I have been trying to do a little research about different function approximation methods, and the first one I tried is using ANN (Artificial Neural Net). The code is following -
import tensorflow as tf
import matplotlib.pyplot as plt
%matplotlib inline
import numpy as np
from tensorflow.keras.layers import Input, Dense, Flatten, Dropout
from tensorflow.keras.optimizers import Adam
from tensorflow.keras.models import Model
from sklearn.preprocessing import MinMaxScaler
X = np.linspace(0.0 , 2.0 * np.pi, 20000).reshape(-1, 1)
Y = np.sin(X)
x_scaler = MinMaxScaler()
y_scaler = MinMaxScaler()
X = x_scaler.fit_transform(X)
Y = y_scaler.fit_transform(Y)
plt.plot(X, Y)
plt.show()
inp = Input(shape=(20000, 1))
x = Dense(32, activation='relu')(inp)
x = Dense(64, activation='relu')(x)
x = Dense(128, activation='relu')(x)
x = Dense(256, activation='relu')(x)
predictions = Dense(1, activation='linear')(x)

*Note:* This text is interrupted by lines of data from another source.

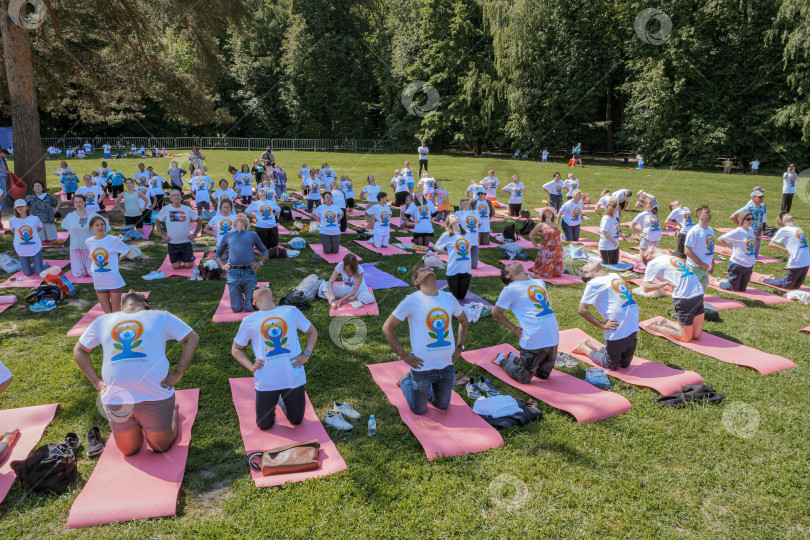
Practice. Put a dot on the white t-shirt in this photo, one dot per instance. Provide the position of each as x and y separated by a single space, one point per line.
264 212
674 270
609 225
529 301
515 191
481 208
795 241
571 212
178 222
79 229
421 214
26 237
683 216
330 219
382 213
372 191
104 261
430 321
134 346
222 225
224 195
458 252
702 243
649 225
789 183
470 222
274 337
612 299
94 195
554 187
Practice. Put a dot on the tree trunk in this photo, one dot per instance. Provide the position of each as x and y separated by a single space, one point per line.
29 156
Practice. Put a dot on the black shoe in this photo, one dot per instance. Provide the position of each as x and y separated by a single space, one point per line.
95 444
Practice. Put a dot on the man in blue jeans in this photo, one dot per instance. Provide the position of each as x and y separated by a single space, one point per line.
241 265
434 349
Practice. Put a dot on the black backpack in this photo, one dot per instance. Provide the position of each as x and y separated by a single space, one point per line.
51 467
527 226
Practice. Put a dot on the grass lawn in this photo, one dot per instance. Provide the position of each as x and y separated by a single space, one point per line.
652 472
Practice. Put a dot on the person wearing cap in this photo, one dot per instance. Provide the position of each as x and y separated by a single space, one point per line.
756 206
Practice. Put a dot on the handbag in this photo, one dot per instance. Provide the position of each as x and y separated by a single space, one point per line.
296 457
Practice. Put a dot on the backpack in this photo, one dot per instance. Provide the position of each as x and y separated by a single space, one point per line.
51 467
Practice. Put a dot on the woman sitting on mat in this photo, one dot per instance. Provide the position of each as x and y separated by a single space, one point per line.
549 260
354 287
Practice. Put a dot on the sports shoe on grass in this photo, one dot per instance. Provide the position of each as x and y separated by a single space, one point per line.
345 410
338 422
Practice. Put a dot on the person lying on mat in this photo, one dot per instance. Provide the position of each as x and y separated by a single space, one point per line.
242 265
278 368
354 287
136 386
434 350
178 236
611 297
795 243
687 293
537 327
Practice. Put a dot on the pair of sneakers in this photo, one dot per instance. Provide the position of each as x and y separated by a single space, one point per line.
475 389
335 418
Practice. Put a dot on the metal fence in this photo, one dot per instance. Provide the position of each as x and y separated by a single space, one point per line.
225 143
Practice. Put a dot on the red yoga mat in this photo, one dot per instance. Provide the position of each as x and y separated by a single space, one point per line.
224 313
95 312
281 434
584 401
332 258
663 379
31 421
455 432
346 310
728 351
144 485
19 281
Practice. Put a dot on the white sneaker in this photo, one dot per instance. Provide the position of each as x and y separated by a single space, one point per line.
338 422
344 409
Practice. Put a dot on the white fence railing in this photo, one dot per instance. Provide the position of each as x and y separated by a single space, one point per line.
226 143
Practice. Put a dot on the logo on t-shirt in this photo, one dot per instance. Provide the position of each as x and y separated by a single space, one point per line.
274 331
538 295
623 291
438 323
26 235
463 249
127 339
102 260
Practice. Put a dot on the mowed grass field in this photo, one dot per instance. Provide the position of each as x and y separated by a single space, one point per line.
652 472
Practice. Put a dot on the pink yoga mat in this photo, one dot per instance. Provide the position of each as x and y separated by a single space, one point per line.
142 486
281 434
31 421
728 351
89 317
584 401
752 294
346 310
224 313
455 432
720 303
387 250
663 379
332 258
19 281
166 267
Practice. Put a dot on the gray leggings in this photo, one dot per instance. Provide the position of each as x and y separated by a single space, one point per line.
330 243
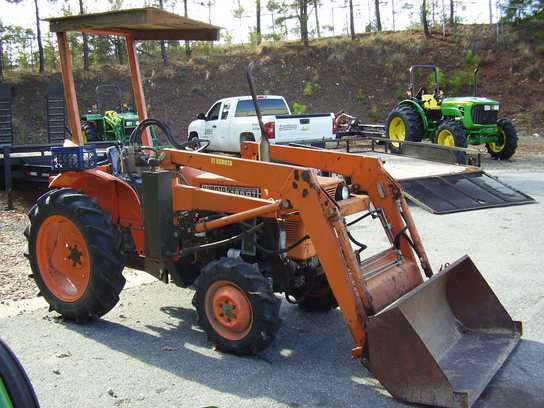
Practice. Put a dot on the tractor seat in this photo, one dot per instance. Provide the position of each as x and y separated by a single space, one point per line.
114 158
430 102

model = Model(inp, predictions)
model.compile(loss='mse', optimizer='adam')
model.summary()
X = X.reshape((-1, 20000, 1))
Y = Y.reshape((-1, 20000, 1))
history = model.fit(X, Y, epochs=500, batch_size=32, verbose=2)
X_test = np.linspace(0.0 , 2.0 * np.pi, 20000).reshape(-1, 1)
X_test.shape
X_test = x_scaler.transform(X_test)
X_test = X_test.reshape((-1, 20000, 1))
res = model.predict(X_test, batch_size=32)
res = res.reshape((20000, 1))
res_rscl = y_scaler.inverse_transform(res)
Y_rscl = y_scaler.inverse_transform(Y.reshape(20000, 1))
plt.subplot(211)
plt.plot(res_rscl, label='ann')
plt.plot(Y_rscl, label='train')
plt.xlabel('#')
plt.ylabel('value [arb.]')
plt.legend()
plt.subplot(212)
plt.plot(Y_rscl - res_rscl, label='diff')
plt.legend()
plt.show()
The plots are like following -
As we can see that it indeed approximated Sine curve very well with this architecture. However, I am not really sure I am doing the right thing. It looks strange to me that I need 43,777
parameters to fit the sine curve. Maybe I am wrong. However, looking at this R code (I do not know R at all, but I am guessing that the ANN is much smaller than what I have) makes me wonder more.
My question - Is my approach right? Should I change something so that the number of parameters becomes less? Or is it normal that sine is a difficult function and for ANN it takes a good number of parameters to approximate it?
It may be somewhat an open-ended question, but I would really appreciate any direction that you can point me to and any mistake that I am making that you can show me.
Note - This question suggests that the cyclic nature of the data is the hard thing for ANN. I would also like to know if this is really the case and if that is the reason the ANN takes so many parameters.